Musée de la Prison de Phu Quoc
"Les cocotiers qui poussent à travers l'ancien enceinte ont été là tout ce temps, à regarder."
Le chauffeur de taxi qui m’a emmené au musée de la prison a été silencieux tout le trajet, ce qui était inhabituel. Quand nous sommes arrivés et je suis sorti du taxi, il a dit, dans un anglais soigné, “Mon grand-père était ici.” Il n’a rien dit d’autre et je n’ai rien demandé d’autre, et nous avons gardé ça un moment avant que je ne franchisse la grille.
La Prison de Phu Quoc — connue comme Prison de l’Arbre à Coco, Nhà Lao Phú Quốc — a fonctionné de 1967 à 1973 sous le gouvernement sud-vietnamien avec le soutien américain. À son apogée elle a détenu quarante mille prisonniers, bien qu’elle ait été construite pour quatorze mille. Prisonniers politiques, combattants du Viet-Cong, civils pris au mauvais endroit au mauvais moment. Ce qui s’est passé à l’intérieur — détaillé sur les tableaux d’exposition du musée, illustré par des photographies et des personnages en cire dans des cellules reconstruites — était systématique et documenté et terrible. Le musée ne le dramatise pas. Il n’en a pas besoin.

L’enceinte couvre plusieurs hectares, partiellement reconstruite, avec le périmètre original de barbelés et certaines des structures originales préservées. Des cocotiers poussent à travers les bâtiments et par-dessus les murs — ils étaient là avant la prison et ont continué à pousser depuis. Il y a quelque chose de spécifiquement troublant dans la végétation qui a poussé à travers l’histoire d’un endroit sans l’enregistrer.
Les personnages en cire dans les cellules reconstruites ne sont pas subtils. Ils représentent des formes spécifiques documentées de torture et de détention avec un détail graphique. C’est un choix curatorial, et il est délibéré — le musée a été construit non pas pour les touristes étrangers mais pour les visiteurs vietnamiens, dont beaucoup sont des descendants de personnes qui ont été emprisonnées ici. La nature graphique n’est pas gratuite ; c’est une forme de témoignage. J’ai traversé lentement et je suis sorti de l’autre côté avec ce sentiment creux particulier que l’histoire honnête crée quand elle refuse d’être abstraite.
Ce qui m’a surpris, c’est le jardin au centre du musée. Des fleurs plantées autour des structures reconstruites, soigneusement entretenues, colorées d’une façon qui ne semblait ni ironique ni inappropriée. Un groupe scolaire d’adolescents vietnamiens était là quand je suis arrivé, et ils étaient surtout silencieux — un adolescent genuinement silencieux est suffisamment inhabituel pour être remarqué — se déplaçant entre les expositions d’une façon qui suggérait que ce n’était pas une récréation pour eux.

La boutique vend les articles habituels. Dehors, la route de retour vers An Thoi est bordée de vie ordinaire — stands de nourriture, ateliers de réparation de motos, enfants rentrant de l’école à pied. La transition de l’intérieur du musée à l’extérieur se produit en une trentaine de secondes, et cette transition en elle-même fait partie de ce qu’on emporte avec soi.
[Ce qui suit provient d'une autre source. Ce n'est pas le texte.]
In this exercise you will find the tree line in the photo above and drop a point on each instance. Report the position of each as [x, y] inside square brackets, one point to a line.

Quand y aller : Le musée est ouvert tous les jours et il y a moins de monde les matins de semaine. Prévoyez deux à trois heures — les expositions sont étendues et méritent du temps. La chaleur à l’intérieur de l’enceinte ouverte est significative à midi ; allez-y tôt ou en fin d’après-midi. Ce n’est pas une expérience confortable, mais c’est une expérience importante, et rien de Phu Quoc n’a de sens sans elle.